It's just as well I had already prepared myself to finish my work contract this Friday, because today we found out that not only was my temping contract not going to be renewed, but no one's contracts are to be renewed in 2009. None at all. In fact, everyone who is currently working for the company through an agency (ie not directly employed by the company itself) is fired.
The company I work(ed) for is a huge, well known car manufacturer (I suppose I can say that now that I'm leaving, right?) and has very evidently been hit hard by the credit crunch. They are laying off their employees from left to right, beginning with temps and contracters (the French word is prestataires but I still haven't managed to find an English equivalent, can anyone help?) and so although it doesn't matter that I will not be staying on - I had always planned to leave as soon as the first contract was finished anyway - it does mean that every single one of my friends have lost their jobs, with very little notice.

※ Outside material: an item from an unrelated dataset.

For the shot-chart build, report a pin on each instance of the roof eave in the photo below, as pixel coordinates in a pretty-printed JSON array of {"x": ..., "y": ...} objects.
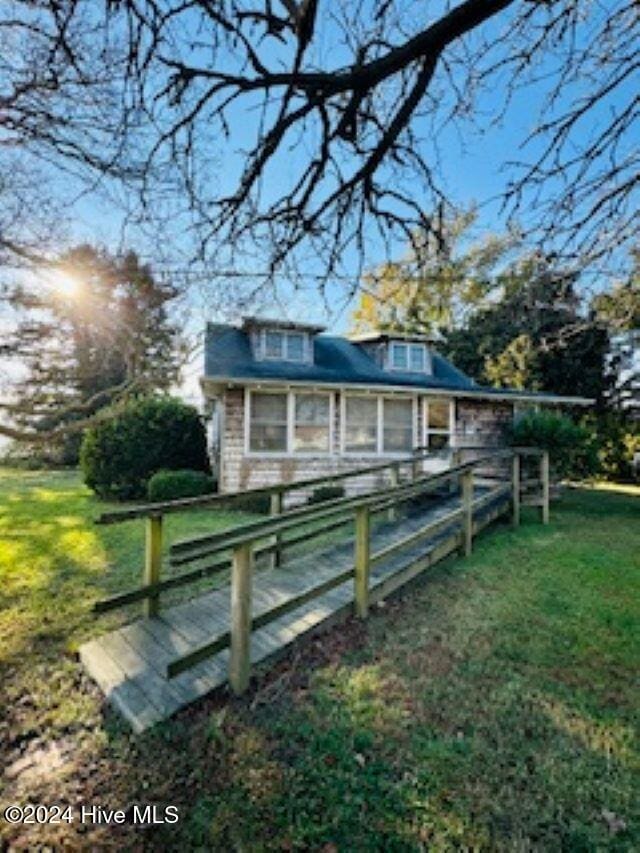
[{"x": 221, "y": 382}]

I don't get the credit crunch. I don't understand what happened; how, where, why or when. I can't really get my head around it all, but I do see people's lives falling apart all around me due to the effects of the crisis and that makes me so cross. I mean, I probably shouldn't let myself get angry because of this; there's no one to get cross with. As far as I know, it's not one person's fault. But when my family and friends have worked so hard to get to where they are today only to find themselves in rather deep shit in terms of finances and job security...well it makes me mad.
FP and I are struggling ourselves. And as of Friday I will be unemployed. On the dole. Or as they say in French, au chommage.
I come home every night after a hard day's work (or 9 hours of staring cross eyed at a computer screen typing out administration notes) to a freezing apartment and instead of turning on the heating I have to wear three sweaters and a dressing gown because we can't afford the extra gas charges. I am eating black bananas, turning bad apples into apple purée and freezing jars of salsa because we can't afford to waste a single morcel of food. I sit at the desk, the cat's blanket sprawled across my legs, my fingerless woolen gloves warming my hands and I type madly away on the Macbook, short stories filling up MB's in the folder entitled 'Creative Writing'.
I'm going to be unemployed soon, searching for a job - any job - and battling against all those hundreds of other people who were told they were sacked today. The worrying thing is that right now I'm still being paid and I'm poor. What will it be like in January when I have zilch in the bank and it's 50 candidates for every one job post?
La vie bohéme always seemed so...arty in the movies, but I don't actually want to live that way. I want shoes and handbags and a heated apartment.
And right now I don't care how superficial that sounds.